Mme Hudon ajoute que dans tout le territoire de Chaudière-Appalaches, deux « unités des troubles perturbateurs » sont destinées à accueillir les patients plus imprévisibles. Ces unités sont souvent pleines, si bien que certains résidents se retrouvent ailleurs, par exemple dans l’unité prothétique du CHSLD Saint-Alexandre. « On dénonce cette situation depuis un an », dit Mme Hudon.

Une enquête du coroner est en cours pour faire la lumière sur les évènements. Porte-parole de la Sûreté du Québec, Marithé Bolduc confirme qu’une enquête est aussi en cours du côté policier pour « déterminer les causes et les circonstances du décès d’un homme » au CHSLD Saint-Alexandre.

Le Centre intégré de santé et de services sociaux (CISSS) de Chaudière-Appalaches n’a pas voulu commenter en détail la situation pour des raisons de confidentialité des dossiers. La porte-parole, Jessica Poiré, confirme toutefois par courriel que l’établissement est bien au fait « des enjeux d’espaces » dans l’unité prothétique du CHSLD Saint-Alexandre et que celle-ci « doit effectivement être revue afin de diminuer le nombre de résidents à un nombre plus petit ».

Des démarches de « réaménagement physique » sont en cours depuis janvier 2024 et « devraient prendre encore quelques mois ». « L’objectif de ces travaux est de créer deux unités de 12 lits dans des espaces séparés », indique Mme Poiré.

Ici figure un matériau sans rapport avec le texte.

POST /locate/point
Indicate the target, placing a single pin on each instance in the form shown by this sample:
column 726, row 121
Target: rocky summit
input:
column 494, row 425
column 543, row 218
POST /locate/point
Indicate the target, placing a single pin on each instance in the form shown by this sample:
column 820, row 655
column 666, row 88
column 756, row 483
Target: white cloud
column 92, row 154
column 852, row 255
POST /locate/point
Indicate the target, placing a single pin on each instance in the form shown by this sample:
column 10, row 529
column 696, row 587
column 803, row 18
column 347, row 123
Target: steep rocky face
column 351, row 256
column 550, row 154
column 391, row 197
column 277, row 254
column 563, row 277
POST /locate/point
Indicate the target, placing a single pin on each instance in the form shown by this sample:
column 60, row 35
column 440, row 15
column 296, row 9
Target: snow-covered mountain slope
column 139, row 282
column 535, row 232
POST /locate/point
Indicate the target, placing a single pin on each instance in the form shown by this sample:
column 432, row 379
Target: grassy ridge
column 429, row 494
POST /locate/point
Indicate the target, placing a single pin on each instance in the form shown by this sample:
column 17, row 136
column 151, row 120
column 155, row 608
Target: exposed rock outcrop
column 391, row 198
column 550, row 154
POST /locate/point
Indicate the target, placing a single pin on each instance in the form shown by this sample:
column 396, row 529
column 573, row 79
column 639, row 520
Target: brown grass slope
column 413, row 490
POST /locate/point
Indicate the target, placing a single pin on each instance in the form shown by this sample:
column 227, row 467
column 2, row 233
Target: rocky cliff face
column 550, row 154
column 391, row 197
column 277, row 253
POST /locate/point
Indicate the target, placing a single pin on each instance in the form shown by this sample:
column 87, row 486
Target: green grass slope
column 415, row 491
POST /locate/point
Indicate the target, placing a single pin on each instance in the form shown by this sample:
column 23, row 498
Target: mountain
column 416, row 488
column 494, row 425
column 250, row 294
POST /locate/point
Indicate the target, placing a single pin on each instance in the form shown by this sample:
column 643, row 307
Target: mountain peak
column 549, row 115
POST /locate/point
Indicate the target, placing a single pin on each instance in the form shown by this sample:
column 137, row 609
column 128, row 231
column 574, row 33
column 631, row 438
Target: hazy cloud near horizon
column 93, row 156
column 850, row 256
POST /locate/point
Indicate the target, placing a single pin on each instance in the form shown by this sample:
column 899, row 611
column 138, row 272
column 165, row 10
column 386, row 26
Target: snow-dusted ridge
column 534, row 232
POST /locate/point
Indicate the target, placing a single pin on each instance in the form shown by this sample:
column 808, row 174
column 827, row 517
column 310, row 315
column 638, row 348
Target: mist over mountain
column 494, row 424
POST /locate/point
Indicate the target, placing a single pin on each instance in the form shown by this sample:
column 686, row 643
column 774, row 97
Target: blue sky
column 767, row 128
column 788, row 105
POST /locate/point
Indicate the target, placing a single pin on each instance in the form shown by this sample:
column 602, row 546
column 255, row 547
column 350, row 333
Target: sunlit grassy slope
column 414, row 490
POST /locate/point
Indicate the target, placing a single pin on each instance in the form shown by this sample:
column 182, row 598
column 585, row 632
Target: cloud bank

Des travaux ont également été réalisés dans « l’unité des troubles perturbateurs » du CHSLD Saint-Alexandre.

Avec le vieillissement de la population et le nombre insuffisant de places en CHSLD, les résidents errants représentent une partie de plus en plus significative de nos résidents, ce qui fait en sorte que nous devons réévaluer le nombre de lits disponibles pour cette clientèle.

Jessica Poiré, porte-parole du CISSS de Chaudière-Appalaches

« Aussi, avance Mme Poiré, il faut réfléchir à nos unités de façon à séparer, par exemple, les résidents qui font de l’errance invasive de ceux qui présentent des comportements plus territoriaux. »

« D’une tristesse infinie »

Mme Mercier regrette pour sa part qu’on ait pris trop de temps avant de procéder à des changements dans l’unité prothétique. « Mourir d’une pneumonie, c’est une chose. Mais mourir tabassé sans pouvoir appeler à l’aide, c’est d’une tristesse infinie », dit-elle.

Par ailleurs, un autre résident de CHSLD, âgé de 88 ans, est mort après avoir été poussé par un voisin de chambre dans la dernière année, a révélé le journal Le Quotidien, vendredi. Les évènements se sont produits en février au CHSLD de Bagotville.

Dans un rapport publié le 6 juin, la coroner Monique Tremblay écrit que le résident agresseur « était bien bâti, solide sur ses jambes et rapide dans ses mouvements. Le personnel notait que ce résident était imprévisible, son attitude et son humeur pouvaient changer rapidement. Il semble même que les employés du CHSLD avaient peur de ce résident et avaient dénoncé ses comportements violents ».

La coroner a recommandé au CIUSSS du Saguenay–Lac-Saint-Jean de « mettre en place des mesures additionnelles d’intervention afin d’assurer la sécurité des personnes vulnérables qui vivent avec des personnes en situation de perte cognitive et présentant des antécédents de violence et d’agressivité ».